In rats, the mechanism for increased sodium absorption
was attributed to the increased Na+–K+–ATP-ase activity in
the thick ascending limb of Henle's loop, whereas the
mechanism of increased water absorption has not been
clarified [10]. Studies in healthy humans and patients with
chronic glomerulonephritis showed that amino acid infusion caused a reduction in the proximal tubular absorption
of sodium and water and an increase in distal tubular
absorption resulting in an unchanged sodium and water
excretion [7,11,12].
A protein-enriched diet affects hormones that are involved in regulation of the expression of aquaporin-2
(AQP2) water channels and the epithelial sodium channels
(ENaC), such as vasopressin, the prostaglandin system, the
renin–angiotensin–aldosterone system, the natriuretic peptide system and the sympathetic nervous system [13–20].

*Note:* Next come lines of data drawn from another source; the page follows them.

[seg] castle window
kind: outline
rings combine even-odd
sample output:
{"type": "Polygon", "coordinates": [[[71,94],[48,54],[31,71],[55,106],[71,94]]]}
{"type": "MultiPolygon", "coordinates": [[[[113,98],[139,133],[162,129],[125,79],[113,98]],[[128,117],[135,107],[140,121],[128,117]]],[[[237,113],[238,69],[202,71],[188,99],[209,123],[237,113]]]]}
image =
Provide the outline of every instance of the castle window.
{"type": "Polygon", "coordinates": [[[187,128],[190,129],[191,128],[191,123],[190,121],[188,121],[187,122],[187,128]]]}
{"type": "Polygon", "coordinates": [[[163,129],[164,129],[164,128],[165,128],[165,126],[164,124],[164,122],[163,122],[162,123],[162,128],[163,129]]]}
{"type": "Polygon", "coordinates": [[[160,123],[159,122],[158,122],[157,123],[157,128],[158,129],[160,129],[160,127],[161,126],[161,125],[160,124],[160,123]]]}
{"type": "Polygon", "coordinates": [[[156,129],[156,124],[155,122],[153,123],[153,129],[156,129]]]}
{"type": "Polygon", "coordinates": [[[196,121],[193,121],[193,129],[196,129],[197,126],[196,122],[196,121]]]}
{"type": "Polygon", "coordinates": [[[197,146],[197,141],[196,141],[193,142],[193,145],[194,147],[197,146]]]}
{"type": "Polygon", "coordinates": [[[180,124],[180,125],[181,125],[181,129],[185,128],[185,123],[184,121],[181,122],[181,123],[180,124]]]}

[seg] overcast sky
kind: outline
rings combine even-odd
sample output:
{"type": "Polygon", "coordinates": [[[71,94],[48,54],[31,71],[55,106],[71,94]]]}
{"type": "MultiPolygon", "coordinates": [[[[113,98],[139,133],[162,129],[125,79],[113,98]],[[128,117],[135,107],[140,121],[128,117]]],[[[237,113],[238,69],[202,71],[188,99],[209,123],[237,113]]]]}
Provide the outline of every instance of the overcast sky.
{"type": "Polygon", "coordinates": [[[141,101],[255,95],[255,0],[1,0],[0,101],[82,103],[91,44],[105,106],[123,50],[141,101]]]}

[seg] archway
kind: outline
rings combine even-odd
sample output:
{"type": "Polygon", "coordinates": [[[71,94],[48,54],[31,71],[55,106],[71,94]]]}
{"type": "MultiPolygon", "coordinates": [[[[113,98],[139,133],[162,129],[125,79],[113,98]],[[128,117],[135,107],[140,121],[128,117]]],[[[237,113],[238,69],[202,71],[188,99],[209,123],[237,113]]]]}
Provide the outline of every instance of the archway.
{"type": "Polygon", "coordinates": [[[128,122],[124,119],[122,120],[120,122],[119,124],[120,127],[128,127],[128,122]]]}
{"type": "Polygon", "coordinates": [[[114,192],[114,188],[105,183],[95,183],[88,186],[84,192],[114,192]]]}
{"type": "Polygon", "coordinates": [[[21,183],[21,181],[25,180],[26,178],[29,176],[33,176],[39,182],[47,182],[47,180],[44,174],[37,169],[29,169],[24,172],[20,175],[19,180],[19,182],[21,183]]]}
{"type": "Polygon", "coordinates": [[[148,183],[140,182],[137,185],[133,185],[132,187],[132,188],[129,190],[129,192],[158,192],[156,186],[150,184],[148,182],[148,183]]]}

It seems likely that changes in the function of AQP2 and
ENaC channels could be involved in the increased water
and sodium absorption during the protein-enriched diet.
AQP2 and ENaC are expressed in the distal tubules, and
u-AQP2 and u-ENaC reflect the activity of these channels
for water and sodium transport via the principal cells. The
role of these channels has not previously been studied during a diet with high-protein content.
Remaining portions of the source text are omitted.